"Von allein ändert sich nichts"

Anna Bergmann im Interview mit Anne Peter

4. Februar 2019. Die Heinrich Böll Stiftung hat soeben den Aufsatzband "Moralische Anstalt 2.0: Über Theater und politische Bildung" veröffentlicht, mit diversen Beiträgen zu politischen Fragestellungen des Gegenwartstheaters. Das aus diesem Band hier veröffentlichte Interview mit der Regisseurin und seit Sommer 2018 Karlsruher Schauspieldirektorin Anna Bergmann greift eines der politischen Schwerpunktthemen der vergangenen Spielzeit auf: die Geschlechtergerechtigkeit an deutschsprachigen Bühnen. Mit ihrem Quotierungsvorschlag für Regie am Badischen Staatstheater Karlsruhe hatte Anna Bergmann eine der großen Diskussionen zu dem Thema angestoßen.

Anna Bergmann, Sie haben nach Ihrer Berufung als Schauspieldirektorin in Karlsruhe entschieden, in Ihrer ersten Saison nur Frauen inszenieren zu lassen. Wie kam es zu dieser Entscheidung?

Ich habe mir gesagt: Wenn ich schon das Privileg habe, in einer Leitungsposition zu arbeiten, möchte ich auch ein politisches Zeichen setzen.

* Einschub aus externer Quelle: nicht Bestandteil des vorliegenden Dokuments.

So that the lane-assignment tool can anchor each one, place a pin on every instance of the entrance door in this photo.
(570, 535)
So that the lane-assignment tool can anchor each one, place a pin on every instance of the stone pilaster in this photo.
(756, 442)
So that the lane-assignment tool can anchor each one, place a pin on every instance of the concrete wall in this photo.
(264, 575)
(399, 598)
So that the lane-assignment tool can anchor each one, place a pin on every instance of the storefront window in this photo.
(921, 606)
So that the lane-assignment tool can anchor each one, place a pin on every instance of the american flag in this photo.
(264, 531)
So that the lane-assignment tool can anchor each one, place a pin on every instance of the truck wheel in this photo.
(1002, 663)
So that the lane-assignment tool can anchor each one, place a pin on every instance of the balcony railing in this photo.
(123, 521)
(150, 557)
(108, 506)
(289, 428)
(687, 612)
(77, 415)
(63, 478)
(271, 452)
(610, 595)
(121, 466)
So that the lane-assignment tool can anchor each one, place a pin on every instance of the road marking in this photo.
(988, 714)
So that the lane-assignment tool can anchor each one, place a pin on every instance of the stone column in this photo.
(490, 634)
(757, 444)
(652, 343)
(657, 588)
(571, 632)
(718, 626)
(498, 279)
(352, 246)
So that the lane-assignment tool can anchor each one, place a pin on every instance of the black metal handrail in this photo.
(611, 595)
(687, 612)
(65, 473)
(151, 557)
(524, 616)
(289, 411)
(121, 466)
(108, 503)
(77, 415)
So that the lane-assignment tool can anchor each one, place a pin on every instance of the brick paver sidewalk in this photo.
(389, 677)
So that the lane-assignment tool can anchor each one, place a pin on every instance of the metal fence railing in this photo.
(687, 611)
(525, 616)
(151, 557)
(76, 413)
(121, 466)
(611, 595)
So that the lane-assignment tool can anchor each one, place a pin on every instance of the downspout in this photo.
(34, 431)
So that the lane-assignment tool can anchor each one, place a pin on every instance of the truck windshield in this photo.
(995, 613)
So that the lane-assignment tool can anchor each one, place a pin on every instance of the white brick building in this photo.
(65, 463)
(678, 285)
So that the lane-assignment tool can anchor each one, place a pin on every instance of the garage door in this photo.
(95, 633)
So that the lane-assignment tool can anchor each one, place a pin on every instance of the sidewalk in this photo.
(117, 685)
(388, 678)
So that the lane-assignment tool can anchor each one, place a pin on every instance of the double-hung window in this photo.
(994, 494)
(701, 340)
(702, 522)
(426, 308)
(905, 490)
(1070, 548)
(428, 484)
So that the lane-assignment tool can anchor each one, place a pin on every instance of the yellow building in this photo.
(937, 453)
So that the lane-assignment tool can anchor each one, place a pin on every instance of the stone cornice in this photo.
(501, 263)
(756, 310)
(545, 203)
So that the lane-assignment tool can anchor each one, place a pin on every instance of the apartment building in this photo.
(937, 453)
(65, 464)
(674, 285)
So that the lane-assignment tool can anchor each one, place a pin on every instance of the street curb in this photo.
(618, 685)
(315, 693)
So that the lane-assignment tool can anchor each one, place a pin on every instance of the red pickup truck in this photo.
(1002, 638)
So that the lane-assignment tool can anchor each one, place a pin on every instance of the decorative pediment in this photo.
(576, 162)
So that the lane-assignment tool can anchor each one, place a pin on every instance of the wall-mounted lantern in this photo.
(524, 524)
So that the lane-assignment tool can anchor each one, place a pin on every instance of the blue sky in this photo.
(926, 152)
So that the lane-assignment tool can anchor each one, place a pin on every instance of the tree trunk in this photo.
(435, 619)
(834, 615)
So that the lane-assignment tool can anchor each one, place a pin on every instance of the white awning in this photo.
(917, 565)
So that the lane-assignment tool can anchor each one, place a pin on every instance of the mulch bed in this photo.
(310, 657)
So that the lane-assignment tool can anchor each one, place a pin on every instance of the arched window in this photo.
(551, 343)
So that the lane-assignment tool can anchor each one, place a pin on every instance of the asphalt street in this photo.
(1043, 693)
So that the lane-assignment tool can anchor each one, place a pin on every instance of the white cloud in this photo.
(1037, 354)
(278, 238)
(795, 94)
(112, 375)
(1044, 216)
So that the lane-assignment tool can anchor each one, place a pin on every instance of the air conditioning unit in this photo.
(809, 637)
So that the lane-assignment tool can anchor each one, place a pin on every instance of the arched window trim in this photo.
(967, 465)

Gerade in der gegenwärtigen Situation, in der 70 % der Inszenierungen in Deutschland von Männern stammen. Dem wollte ich etwas entgegensetzen. Es ging mir gezielt darum, junge Frauen, Regisseurinnen zu unterstützen, die ich gut fand, unbekannte und etablierte, auch Künstlerinnen aus dem Ausland. Neben dieser 100 %-Frauenquote wollte ich aber auch einen Spielplan mit Stücken gestalten, die hauptsächlich weibliche Perspektiven auf die Bühne bringen. Das ist so auch noch nie dagewesen.

Welche Reaktionen gab es auf Ihre Regiefrauen-Setzung?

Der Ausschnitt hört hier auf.